Here,  $d_\theta(z)$  is a deep neural network (called the decoder) that maps  $z$  to the parameters of the likelihood distribution. ExpFam refers to the exponential family of distributions, which includes: Gaussian for continuous data; Bernoulli for binary data; Categorical for discrete data

For example, a VAE for image generation might work as follows:

  1. Sample a latent code  $z$  (compressed representation of the image).
  2. Use a decoder (deep neural network) to transform  $z$  into an image.
  3. The output image is drawn from a Gaussian likelihood, meaning:
\[x \vert z \sim \mathcal{N}(d_\theta(z), \sigma^2 I)\]

Why Exact Inference is Intractable? In generative models, we are often interested in the posterior distribution:

\[p_\theta(z \vert x) = \frac{p_\theta(x \vert z) p_\theta(z)}{p_\theta(x)}\]

which represents the probability of a latent variable  $z$  given an observed data point  $x$ . This posterior is crucial because it allows us to understand the hidden structure behind the data and enables efficient sampling of new data points. However, computing this posterior directly requires knowledge of the marginal likelihood (or evidence):

\[p_\theta(x) = \int p_\theta(x \vert z) p_\theta(z) dz\]

which integrates over all possible latent variables  $z$  to determine the total probability of observing  $x$ . Unfortunately, computing  $p_\theta(x)$  is intractable, making exact posterior inference impossible. The intractability arises due to several reasons:

  1. The Decoder Network  $d_\theta(z)$  is Nonlinear and Complex: In modern deep generative models, $p_\theta(x \vert z)$  is parameterized by a deep neural network, called the decoder. This means that the function mapping  $z$  to  $x$  is highly nonlinear and complex, making it impossible to integrate analytically. Even if  $p_\theta(x \vert z)$  is a simple Gaussian, when  $z$  is transformed by a deep network, the resulting likelihood function becomes highly non-Gaussian and difficult to evaluate.
  2. The Integral is High-Dimensional: If  $z$  is a low-dimensional variable (e.g., a scalar), integrating over all values of  $z$  might be feasible. However, in practice,  $z$  often has hundreds or thousands of dimensions, depending on the complexity of the data. Computing an exact integral in such a high-dimensional space requires summing over exponentially many possible values, making direct evaluation computationally infeasible.
  3. The Curse of Dimensionality: In high-dimensional spaces, standard numerical integration techniques (such as grid-based integration) fail because the number of required computations grows exponentially with the number of dimensions.

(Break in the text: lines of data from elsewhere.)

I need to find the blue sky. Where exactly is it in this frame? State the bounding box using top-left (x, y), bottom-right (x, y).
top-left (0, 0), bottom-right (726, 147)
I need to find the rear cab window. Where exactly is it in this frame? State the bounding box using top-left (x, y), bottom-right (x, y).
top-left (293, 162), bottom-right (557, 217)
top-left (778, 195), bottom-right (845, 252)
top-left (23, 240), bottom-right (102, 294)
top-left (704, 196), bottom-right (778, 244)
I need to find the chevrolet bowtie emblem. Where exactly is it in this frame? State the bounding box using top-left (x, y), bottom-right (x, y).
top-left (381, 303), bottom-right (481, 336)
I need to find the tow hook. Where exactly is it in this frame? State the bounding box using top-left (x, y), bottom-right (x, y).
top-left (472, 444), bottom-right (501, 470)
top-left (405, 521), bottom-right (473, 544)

Monte Carlo sampling methods, while useful, become inefficient because the probability mass is often concentrated in small regions, making it difficult to obtain accurate estimates without a massive number of samples.

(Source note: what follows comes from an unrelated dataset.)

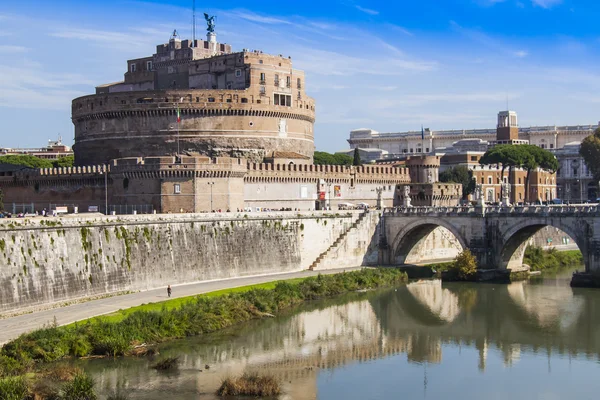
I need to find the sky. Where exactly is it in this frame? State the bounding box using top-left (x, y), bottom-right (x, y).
top-left (0, 0), bottom-right (600, 151)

Due to these challenges, we cannot compute the exact posterior  $p_\theta(z \vert x)$  directly. Instead, we resort to approximate inference methods, such as Variational Inference (VI) or Monte Carlo methods, which allow us to estimate the posterior efficiently while keeping computations feasible.

Approximate Inference with Variational Autoencoders (VAEs) or Amortized Variational Inference: Instead of computing the true posterior  $p_\theta(z \vert x) $, we introduce an approximate posterior:

\[q_\phi(z \vert x)\]

This is a neural network (called the inference network or encoder) that learns to approximate  $p_\theta(z \vert x)$ . Instead of computing an exact posterior for each  $x$ , we train  $q_\phi(z \vert x)$  to perform fast inference for any input—this is called amortized inference.

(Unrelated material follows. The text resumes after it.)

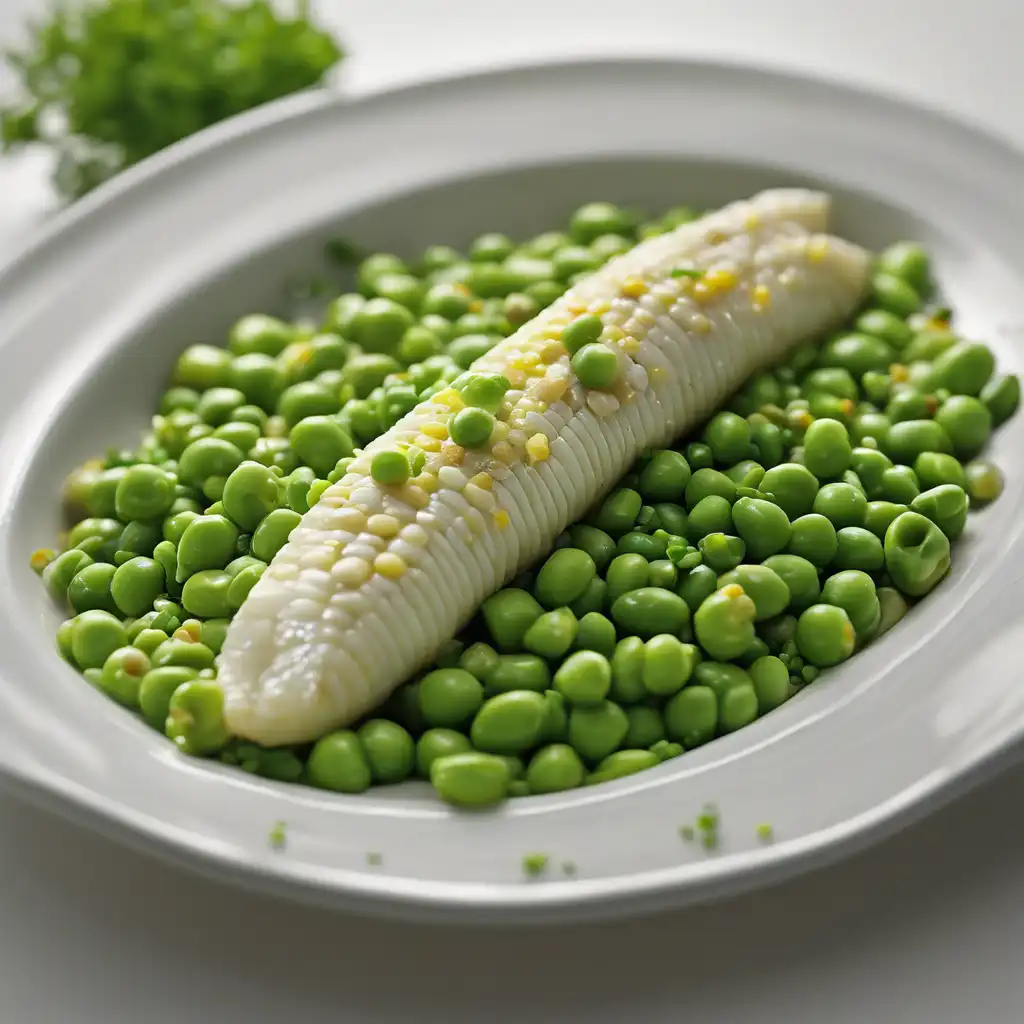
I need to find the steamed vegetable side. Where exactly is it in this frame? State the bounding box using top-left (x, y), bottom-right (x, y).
top-left (33, 203), bottom-right (1019, 807)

Variational Autoencoder (VAE): A Variational Autoencoder (VAE) consists of:

  1. Encoder (Inference Network  $q_\phi(z \vert x)$ ): Learns a probabilistic mapping from data  x  to latent codes  z . Typically modeled as $q_\phi(z \vert x) = \mathcal{N}(z \vert \mu_\phi(x), \sigma_\phi^2(x) I)$, where  $\mu_\phi(x)$  and  $\sigma_\phi^2(x)$  are computed by a neural network.
  2. Decoder (Generative Model  $p_\theta(x z)$ ): Learns to reconstruct  x  from latent variable  $z$. Defines a likelihood function for generating data.
  3. Latent Prior  $p(z)$ : Typically a standard normal distribution  $\mathcal{N}(0, I)$.